Finalement, Radio-Canada abandonnera sa grande tour brune. Sans même avoir une vague idée de ce que pourraient devenir ses bureaux, studios et sous-sols.

Il y a quelque chose de troublant à voir toutes ces institutions, pour qui l'on a démoli des quartiers et rasé des pans du mont Royal, quitter leurs édifices sans demander leur reste. Elles jettent après usage en espérant que d'autres recycleront...

Les autorités semblent prises de court par cette désertion. Il a fallu 12 ans au gouvernement pour sortir de sa torpeur et créer, cette semaine, un comité pour réfléchir à l'avenir de l'Hôtel-Dieu et du Royal Victoria.

Quant à la Ville et à l'arrondissement Ville-Marie, ils regardent Radio-Canada pousser tant bien que mal son projet depuis 2007, sans grande implication. Même s'il s'agit d'un redéveloppement de grande importance.

Bien faite, cette densification des abords de la tour peut en effet rétablir une certaine continuité au tissu urbain en effaçant la mer de stationnements qui a remplacé le Faubourg à m'lasse. Plus encore, elle peut constituer l'un des importants morceaux du casse-tête que la Ville aurait intérêt à aborder globalement, celui du secteur qui s'étire du Palais des congrès au pont Jacques-Cartier.

Il est tout de même sidérant que d'un côté, le Palais envisage seul son agrandissement et que de l'autre, Radio-Canada donne au privé le soin de repenser tout un quartier. Et ce, au moment où l'on construit le CHUM, on finalise un projet de transformation de la Gare Viger, on repense l'avenir du Square Viger, on débat du recouvrement de l'autoroute...

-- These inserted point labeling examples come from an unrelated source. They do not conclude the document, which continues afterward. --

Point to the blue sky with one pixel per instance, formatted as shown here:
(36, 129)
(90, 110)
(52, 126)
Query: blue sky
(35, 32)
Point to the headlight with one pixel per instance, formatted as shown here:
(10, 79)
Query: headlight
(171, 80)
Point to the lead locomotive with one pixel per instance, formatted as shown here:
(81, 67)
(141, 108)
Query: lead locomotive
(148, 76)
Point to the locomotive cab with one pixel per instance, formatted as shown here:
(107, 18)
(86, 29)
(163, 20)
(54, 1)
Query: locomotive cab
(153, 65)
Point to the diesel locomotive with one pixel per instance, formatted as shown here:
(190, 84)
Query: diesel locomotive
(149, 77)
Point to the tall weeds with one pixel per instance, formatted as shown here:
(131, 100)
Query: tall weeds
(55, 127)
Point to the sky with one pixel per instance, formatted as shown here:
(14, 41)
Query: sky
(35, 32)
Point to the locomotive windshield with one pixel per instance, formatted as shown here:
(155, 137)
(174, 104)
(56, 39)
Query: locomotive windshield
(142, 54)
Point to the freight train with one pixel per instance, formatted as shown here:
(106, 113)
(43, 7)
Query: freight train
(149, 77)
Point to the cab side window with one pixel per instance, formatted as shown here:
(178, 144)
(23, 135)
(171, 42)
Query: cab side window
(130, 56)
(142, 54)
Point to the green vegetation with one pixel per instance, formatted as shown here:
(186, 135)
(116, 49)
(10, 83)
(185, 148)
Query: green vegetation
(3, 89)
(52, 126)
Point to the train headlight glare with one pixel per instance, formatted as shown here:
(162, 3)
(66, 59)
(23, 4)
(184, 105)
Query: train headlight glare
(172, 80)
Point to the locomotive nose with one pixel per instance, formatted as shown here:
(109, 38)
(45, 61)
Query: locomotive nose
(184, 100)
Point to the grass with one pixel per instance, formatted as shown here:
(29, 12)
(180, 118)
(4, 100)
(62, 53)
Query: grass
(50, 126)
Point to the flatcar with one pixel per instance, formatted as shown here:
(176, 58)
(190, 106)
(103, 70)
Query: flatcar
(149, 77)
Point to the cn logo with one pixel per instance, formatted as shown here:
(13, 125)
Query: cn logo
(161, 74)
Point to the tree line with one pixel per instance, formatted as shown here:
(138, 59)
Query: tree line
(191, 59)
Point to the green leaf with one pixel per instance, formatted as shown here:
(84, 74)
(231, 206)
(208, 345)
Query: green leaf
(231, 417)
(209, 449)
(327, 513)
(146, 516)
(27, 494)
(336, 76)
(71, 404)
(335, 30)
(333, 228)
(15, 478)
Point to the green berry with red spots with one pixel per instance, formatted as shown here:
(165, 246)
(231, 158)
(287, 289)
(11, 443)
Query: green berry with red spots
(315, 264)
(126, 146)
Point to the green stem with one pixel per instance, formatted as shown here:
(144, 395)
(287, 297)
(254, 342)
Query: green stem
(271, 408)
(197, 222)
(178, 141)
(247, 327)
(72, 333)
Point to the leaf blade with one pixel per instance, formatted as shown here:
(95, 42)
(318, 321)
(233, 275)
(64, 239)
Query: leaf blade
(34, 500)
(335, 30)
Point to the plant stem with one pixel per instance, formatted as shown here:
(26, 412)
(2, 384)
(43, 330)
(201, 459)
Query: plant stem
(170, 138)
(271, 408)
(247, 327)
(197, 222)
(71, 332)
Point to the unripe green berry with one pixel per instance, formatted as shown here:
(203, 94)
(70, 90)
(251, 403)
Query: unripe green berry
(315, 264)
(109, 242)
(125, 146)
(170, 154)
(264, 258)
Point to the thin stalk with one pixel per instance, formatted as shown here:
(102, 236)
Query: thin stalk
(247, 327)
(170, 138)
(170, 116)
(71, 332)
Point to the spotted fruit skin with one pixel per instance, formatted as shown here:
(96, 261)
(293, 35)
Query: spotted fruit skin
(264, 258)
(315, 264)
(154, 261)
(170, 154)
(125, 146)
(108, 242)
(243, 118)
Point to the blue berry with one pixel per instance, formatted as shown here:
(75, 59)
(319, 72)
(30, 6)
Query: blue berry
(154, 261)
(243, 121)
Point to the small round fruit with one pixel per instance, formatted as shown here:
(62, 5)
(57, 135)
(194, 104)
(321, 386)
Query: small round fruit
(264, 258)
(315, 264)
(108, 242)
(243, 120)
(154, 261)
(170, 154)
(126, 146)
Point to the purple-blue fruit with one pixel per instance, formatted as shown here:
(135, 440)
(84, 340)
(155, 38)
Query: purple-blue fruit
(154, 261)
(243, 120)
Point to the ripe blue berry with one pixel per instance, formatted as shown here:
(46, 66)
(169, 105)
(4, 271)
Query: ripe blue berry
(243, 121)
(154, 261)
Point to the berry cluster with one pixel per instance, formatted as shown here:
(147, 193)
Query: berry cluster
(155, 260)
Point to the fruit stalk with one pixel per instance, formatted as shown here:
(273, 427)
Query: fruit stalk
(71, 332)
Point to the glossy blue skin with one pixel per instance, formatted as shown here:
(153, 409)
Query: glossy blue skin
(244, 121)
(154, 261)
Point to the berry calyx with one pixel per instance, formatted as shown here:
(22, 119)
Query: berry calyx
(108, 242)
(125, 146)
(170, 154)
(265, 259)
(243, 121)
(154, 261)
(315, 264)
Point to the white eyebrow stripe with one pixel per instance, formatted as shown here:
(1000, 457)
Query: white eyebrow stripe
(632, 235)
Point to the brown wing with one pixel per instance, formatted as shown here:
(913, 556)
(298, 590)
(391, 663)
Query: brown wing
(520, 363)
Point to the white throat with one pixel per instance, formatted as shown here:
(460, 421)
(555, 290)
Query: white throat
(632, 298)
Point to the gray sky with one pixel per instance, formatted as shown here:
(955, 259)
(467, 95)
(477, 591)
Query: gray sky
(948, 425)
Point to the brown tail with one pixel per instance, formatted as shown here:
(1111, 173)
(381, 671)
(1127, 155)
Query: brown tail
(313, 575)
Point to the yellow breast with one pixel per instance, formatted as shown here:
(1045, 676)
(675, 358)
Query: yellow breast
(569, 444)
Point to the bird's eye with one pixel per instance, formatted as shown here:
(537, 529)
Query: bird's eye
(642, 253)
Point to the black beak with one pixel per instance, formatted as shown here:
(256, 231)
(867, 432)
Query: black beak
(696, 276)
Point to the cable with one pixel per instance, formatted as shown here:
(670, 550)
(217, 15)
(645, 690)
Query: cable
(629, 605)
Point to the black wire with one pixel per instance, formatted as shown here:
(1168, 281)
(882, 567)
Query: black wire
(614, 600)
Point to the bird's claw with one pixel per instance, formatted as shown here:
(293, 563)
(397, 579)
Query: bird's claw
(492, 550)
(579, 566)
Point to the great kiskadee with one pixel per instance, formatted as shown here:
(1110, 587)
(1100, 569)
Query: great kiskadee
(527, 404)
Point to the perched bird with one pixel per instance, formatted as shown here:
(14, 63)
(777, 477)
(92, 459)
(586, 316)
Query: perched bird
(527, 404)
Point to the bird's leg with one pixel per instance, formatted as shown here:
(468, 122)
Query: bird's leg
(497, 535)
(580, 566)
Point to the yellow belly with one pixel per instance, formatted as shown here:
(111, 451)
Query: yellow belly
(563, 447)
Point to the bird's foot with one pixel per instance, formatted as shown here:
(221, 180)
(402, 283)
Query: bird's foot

Y a-t-il quelqu'un pour tracer une ligne entre ces projets potentiellement salvateurs que l'on peut voir d'un seul coup d'oeil depuis le balcon de l'hôtel de ville?

Au contraire, on semble attendre que les projets s'additionnent sans se soucier de leur convergence. On laisse Radio-Canada avancer à tâtons avec une seule chose en tête, autofinancer ce projet de densification. Un enjeu certes important, mais qui, s'il devient l'unique variable, risque de reproduire une deuxième erreur en 50 ans dans le secteur.

En ce sens, la décision de Radio-Canada d'abandonner sa tour n'a rien de rassurant. Surtout qu'elle survient quatre ans après la consultation publique et l'adoption d'un règlement encadrant le redéveloppement du secteur.

Si on pouvait démolir cette horreur, cela ne poserait pas de problème. Mais pour des raisons financières et patrimoniales, cela n'est hélas pas possible. On ne détruit pas un immeuble fonctionnel, encore moins un témoin de son époque, pour le plaisir...

Le problème, c'est qu'on semble plus intéressé par les «aires ouvertes» de la toute nouvelle Maison que se fera construire Radio-Canada que par l'avenir de la tour. Or que fera-t-on de cette dernière? Et comment rapiècera-t-on le quartier aux secteurs avoisinants?

Ces questions, la Ville doit se les poser rapidement, mais aussi Radio-Canada, qui a une responsabilité historique dans le redéveloppement d'un secteur démoli pour ses seuls besoins.